Having easily recognized the world we live in today, dare we ask if Jesus would go to church today?

Jesus didn’t have church, but he did have synagogue—not that much different!  Synagogues were places of assembly, probably begun during the Jewish Babylonian captivity after the destruction of Solomon’s temple. Synagogues were places for prayer and worship, for study of Torah, and for fellowship. As they evolved, they took on greater social and political roles, so that they were the basic organizational institution in Israel during the time of Jesus.
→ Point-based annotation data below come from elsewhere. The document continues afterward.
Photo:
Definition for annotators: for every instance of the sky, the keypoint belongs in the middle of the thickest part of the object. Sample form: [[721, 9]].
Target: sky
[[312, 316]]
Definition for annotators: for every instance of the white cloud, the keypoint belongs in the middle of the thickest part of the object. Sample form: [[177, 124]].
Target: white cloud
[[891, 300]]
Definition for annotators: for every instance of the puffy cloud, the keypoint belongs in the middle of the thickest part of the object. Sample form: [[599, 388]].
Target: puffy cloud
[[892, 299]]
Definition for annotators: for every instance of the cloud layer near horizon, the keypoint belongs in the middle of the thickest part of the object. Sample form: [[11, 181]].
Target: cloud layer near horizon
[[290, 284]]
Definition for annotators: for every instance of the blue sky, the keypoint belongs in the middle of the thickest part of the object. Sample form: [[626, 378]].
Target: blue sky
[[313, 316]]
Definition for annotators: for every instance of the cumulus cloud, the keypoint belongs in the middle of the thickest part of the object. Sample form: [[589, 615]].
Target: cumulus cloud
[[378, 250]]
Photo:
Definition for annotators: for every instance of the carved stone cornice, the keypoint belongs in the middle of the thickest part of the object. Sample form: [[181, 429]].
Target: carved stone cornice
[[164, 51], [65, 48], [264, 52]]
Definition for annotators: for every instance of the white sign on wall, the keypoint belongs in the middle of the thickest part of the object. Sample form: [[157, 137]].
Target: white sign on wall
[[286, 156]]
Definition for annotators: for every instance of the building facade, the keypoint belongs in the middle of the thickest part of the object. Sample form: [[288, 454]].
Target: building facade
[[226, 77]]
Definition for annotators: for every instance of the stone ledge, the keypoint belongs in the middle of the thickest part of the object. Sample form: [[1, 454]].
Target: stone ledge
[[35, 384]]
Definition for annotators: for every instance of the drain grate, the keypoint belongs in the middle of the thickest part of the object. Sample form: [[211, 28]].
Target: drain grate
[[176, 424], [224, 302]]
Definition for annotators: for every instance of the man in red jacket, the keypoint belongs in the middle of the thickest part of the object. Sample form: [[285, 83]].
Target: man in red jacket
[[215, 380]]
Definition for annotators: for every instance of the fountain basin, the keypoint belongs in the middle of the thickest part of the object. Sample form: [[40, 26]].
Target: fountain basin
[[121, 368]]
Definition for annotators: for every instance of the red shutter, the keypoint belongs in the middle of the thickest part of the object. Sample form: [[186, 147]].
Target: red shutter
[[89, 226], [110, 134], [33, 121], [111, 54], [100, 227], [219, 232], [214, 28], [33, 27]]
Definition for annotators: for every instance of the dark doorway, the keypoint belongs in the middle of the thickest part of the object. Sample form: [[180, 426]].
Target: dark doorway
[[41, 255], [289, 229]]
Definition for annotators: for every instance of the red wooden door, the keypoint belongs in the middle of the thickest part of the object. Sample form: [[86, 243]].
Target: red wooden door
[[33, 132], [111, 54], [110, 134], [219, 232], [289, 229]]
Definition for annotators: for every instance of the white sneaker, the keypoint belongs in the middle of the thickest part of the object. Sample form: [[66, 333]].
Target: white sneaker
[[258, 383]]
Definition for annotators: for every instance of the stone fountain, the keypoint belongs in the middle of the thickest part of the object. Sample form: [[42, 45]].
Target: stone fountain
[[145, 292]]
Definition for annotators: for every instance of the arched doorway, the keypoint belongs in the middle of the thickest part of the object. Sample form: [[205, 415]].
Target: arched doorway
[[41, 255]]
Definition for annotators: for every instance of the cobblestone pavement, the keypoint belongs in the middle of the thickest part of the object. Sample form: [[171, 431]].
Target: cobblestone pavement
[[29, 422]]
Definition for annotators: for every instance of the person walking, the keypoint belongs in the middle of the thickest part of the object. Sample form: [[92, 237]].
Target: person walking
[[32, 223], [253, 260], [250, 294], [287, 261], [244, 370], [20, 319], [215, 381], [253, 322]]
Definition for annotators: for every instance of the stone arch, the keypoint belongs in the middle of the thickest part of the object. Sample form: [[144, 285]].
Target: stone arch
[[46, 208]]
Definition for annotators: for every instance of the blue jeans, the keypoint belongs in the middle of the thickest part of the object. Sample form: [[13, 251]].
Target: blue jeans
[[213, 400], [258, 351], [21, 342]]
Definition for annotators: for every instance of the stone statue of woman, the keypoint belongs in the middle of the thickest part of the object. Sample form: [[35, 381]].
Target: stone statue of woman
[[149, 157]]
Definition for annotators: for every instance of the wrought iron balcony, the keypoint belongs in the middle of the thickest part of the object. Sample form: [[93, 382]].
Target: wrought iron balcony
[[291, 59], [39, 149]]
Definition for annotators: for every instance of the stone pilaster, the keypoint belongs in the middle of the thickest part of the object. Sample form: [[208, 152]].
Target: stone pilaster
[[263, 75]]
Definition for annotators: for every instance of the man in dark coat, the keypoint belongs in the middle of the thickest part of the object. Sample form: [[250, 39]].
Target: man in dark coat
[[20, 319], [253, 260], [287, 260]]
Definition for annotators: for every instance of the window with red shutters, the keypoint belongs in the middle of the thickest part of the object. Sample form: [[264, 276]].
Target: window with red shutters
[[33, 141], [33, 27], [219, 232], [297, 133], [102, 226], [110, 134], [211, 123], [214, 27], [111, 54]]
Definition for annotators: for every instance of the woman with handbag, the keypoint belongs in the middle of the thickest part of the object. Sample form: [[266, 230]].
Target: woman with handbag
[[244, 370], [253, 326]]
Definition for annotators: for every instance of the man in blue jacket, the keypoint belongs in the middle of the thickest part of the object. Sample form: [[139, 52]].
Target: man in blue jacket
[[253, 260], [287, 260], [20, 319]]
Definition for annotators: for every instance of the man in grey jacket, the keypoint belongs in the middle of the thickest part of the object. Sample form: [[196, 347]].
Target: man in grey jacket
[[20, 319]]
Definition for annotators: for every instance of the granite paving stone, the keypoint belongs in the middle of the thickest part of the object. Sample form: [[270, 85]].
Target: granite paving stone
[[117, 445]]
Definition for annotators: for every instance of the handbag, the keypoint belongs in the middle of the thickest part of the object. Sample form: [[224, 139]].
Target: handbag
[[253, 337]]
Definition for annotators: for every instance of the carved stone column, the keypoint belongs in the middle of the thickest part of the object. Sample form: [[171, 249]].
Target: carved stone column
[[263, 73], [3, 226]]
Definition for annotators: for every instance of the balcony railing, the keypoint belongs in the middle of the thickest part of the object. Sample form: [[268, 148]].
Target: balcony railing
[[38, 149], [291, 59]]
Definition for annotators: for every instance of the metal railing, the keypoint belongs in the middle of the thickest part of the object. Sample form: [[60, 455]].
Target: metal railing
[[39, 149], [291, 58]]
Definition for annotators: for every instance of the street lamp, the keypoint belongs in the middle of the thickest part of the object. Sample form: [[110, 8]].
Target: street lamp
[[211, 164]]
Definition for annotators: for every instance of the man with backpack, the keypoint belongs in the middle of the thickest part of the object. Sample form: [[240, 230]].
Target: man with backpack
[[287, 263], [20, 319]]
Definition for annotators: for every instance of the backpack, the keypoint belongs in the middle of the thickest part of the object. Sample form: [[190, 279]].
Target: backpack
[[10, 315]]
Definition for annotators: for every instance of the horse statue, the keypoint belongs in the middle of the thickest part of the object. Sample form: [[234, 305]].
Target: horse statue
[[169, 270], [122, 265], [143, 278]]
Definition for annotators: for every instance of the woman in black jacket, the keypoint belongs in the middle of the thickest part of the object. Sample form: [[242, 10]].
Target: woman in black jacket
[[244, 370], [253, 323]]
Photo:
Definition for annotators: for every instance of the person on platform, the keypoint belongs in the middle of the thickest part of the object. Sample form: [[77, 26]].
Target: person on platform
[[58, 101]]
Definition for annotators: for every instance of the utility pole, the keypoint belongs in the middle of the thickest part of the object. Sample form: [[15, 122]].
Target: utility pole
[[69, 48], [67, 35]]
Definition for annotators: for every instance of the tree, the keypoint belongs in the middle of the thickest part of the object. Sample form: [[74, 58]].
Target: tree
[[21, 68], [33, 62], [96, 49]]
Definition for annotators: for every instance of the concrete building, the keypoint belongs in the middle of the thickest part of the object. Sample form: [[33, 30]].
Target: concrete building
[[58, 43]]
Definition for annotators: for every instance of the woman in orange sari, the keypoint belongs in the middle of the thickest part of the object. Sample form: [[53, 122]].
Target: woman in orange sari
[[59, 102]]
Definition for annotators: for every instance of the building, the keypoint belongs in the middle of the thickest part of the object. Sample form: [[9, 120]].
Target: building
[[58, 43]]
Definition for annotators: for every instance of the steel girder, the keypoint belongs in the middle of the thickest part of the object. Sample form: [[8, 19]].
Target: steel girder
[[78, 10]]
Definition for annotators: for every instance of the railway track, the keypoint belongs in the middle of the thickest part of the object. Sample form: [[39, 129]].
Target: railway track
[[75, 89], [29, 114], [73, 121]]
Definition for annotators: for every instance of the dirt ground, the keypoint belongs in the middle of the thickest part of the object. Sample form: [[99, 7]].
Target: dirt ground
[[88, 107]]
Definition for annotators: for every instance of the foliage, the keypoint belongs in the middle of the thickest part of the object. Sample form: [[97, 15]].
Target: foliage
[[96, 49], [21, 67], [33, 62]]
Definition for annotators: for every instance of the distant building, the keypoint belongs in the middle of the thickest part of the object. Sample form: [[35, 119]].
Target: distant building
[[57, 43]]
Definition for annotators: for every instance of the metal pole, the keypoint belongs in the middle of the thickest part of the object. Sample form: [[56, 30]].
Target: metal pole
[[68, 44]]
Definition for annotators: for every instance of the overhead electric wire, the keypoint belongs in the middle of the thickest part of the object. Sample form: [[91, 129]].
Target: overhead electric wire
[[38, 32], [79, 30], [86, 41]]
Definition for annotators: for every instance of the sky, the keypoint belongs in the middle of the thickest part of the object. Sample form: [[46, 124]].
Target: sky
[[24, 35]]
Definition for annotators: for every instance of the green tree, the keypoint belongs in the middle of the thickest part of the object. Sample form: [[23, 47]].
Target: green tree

All of the gospel writers mention Jesus and the synagogue, so we have lots of material with which to work. Here’s what Jesus and they say about synagogues in the first century:

  • Synagogues were full of hypocrites, some who blew trumpets so all would know when they donated to the poor, and others made a huge show at synagogue when they prayed in public (Matthew 6:2,5)
  • Synagogues had good people flogged for breaking their rules (Matthew 10:17).
  • Synagogues had special places of honor for the “better” people (Matthew 23:6)
  • Synagogues were the home of special parties of Jews, like the Pharisees (Luke 11:43)
  • Synagogues had the authority to excommunicate those who did not conform to their understanding of God’s Will (John 9:22)
  • Synagogues were often organized around racial, national, or social distinctions (Acts 6:9).

This sounds pretty much like church to me!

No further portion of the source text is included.